L'organisme évolue dans une prairie sous-marine entre les zones d'Els Freus (Formentera) et les Salinas de Ibiza, soit une zone en forme de canal couvrant près de 700 km², dont la profondeur moyenne de 18 mètres est particulièrement propice au développement de Posidonia Oceanica. Selon le Pr Carlos Duarte, l'un des découvreurs, la colonie clonale repérée au sud des côtes d'Ibiza, y compterait près de 100 millions d'exemplaires.

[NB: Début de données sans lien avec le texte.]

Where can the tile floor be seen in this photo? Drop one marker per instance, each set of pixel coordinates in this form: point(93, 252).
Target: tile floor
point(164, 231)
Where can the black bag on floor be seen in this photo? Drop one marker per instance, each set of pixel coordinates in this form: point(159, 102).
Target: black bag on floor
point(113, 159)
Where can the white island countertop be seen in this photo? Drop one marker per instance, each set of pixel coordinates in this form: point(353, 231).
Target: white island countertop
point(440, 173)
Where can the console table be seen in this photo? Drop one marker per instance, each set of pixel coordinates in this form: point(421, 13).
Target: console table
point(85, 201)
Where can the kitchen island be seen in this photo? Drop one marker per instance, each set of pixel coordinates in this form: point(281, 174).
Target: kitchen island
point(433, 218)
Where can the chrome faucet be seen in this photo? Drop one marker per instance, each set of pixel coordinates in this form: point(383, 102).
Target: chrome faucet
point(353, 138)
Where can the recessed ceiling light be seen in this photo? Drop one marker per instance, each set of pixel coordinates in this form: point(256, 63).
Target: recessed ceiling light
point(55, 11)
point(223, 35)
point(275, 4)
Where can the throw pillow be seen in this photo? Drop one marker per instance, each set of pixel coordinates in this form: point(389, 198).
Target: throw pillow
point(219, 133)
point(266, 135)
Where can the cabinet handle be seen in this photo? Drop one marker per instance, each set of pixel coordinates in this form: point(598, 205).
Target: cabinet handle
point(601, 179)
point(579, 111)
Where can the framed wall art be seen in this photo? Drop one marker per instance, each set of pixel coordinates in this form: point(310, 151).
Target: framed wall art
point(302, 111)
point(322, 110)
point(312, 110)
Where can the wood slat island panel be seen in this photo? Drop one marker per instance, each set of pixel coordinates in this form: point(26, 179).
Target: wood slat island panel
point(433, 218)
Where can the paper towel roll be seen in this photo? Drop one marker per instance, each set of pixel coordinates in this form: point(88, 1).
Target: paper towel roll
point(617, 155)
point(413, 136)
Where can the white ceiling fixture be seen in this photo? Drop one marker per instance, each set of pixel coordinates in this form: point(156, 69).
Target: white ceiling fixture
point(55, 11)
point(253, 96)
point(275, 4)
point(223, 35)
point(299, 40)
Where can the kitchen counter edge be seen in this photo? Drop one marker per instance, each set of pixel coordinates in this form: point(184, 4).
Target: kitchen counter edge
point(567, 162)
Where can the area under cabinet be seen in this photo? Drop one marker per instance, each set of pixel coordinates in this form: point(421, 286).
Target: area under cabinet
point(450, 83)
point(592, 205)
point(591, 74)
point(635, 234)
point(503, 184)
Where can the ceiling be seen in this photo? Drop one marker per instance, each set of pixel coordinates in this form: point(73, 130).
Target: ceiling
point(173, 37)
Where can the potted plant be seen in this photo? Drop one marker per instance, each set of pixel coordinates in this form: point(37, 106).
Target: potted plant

La mesure des dimensions de Posidonia Oceanica n'était pas évidente compte tenu des nombreuses espèces de plantes aquatiques présentes, de même que les colonies de la même espèce. L'analyse de marqueurs génétiques, but original de la recherche, a cependant permis de confirmer et d'officialiser la découverte. En Méditerranée, les chercheurs soupçonnent l'existence de plusieurs super-organismes semblables sur les zones appropriées : Les prairies aquatiques aux abords et entre les ïles de Chypre et de Sicile se prêteraient tout à fait au développement d'autres colonies de posidonies.

Développement futur

L'avenir de Posidonia Oceanica est incertain : rejets humains en mer, réchauffement climatique et des eaux, altèrent sa compétitivité avec d'autres espèces aquatiques. Si l'on estime que les posidonies occupent près de 50 000 km² de fond marin, elles perdent chaque année 1 à 2% de leur population.
Posidonia Oceanica dans les fonds marins. Img Sussman R.
Les posidonies de Méditerranée ont un développement lent, de l'ordre de quelques centimètres par ans, avec un ensemencement relativement faible, aussi, la moindre perte de performances peut provoquer de grands bouleversements non seulement dans l'évolution de ces plantes, mais également dans tous l'écosystème des fonds marins. Il faut ainsi plusieurs siècles fastes pour que l'herbe puisse recoloniser un territoire perdu, et permettre à nouveau l'étonnante biodiversité que l'on observe actuellement dans son habitat.

Posidonia Oceanica offre en effet un gîte et un abri à de nombreuses espèces méditerranéennes avec lesquelles elle entretient plusieurs liens d'interdépendance (abri, nourriture, production d'oxygène, etc...). Elle contribue également à maintenir la biodiversité par son action sur l'environnement, par exemple en filtrant les particules en suspension dans l'eau, en absorbant le dioxyde de carbone et en accélérant la sédimentation des sols.